O Professor, titolo originale, ma il titolo italiano ancora meglio rispecchia lo spirito del libro, (un plauso per chi l’ha scelto), ci porta di peso, quasi voyeuristicamente, nella vita di un professore settantenne, anzi in un giorno della sua vita, (una manciata di ore ad essere pedantemente precisi) come tra l’altro la tradizione letteraria europea alta impone, quando si vuole sincopare tramite il flusso di coscienza un’ intera esistenza, come fece eroicamente Joyce o perché no, la nostra tanto amata Virginia Woolf.
Heliseu da Motta e Silva, professore brasiliano di filologia romanza, è il nostro eroe, o meglio antieroe, (in un noir meriterebbe di diritto questo ruolo) che in uno sfoggio narcisistico di autocompiaciuta arguzia si sveglia un mattino (assalito dalla catena delle angosce mattutine) e si prepara. Prepara un discorso da recitare (lui ormai in pensione) a una platea di colleghi (che lo disprezzano, o per lo più ridono alle sue spalle), in un anfiteatro universitario, per graziosamente accettare un’ onorificenza a lui attribuita che in un certo senso chiude in gloria la sua onorata carriera di studioso.

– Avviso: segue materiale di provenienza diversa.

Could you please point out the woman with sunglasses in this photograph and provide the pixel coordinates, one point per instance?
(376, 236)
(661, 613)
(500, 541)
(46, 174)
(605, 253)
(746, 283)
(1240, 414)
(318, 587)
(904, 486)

Quale occasione migliore per raggrumare il bilancio di una vita, al sicuro delle pareti della sua casa, (vegliato dalla fidata e materna dona Diva e dal suo rassicurante caffè del mattino, una delle tante attenzioni gentili di una domestica affezionata) dove poter scegliere a cosa dare risalto e cosa omettere, in un susseguirsi di riscritture mentali [Miei cari (no, non direi mai così; detto da me fa subito carnevalesco, una maschera alla Groucho Marx) (…) Amici miei (no; così è troppo invasivo) (…) Cari colleghi (nemmeno – c’è un che di possessivo, una piccola macchia)]. Ricostruendo quasi il proprio passato a misura della propria adattabile e selettiva (se non autoindulgente) memoria. Mônica aveva le gambe storte – no, di questo non parlerà, decise Heliseu. È irrilevante.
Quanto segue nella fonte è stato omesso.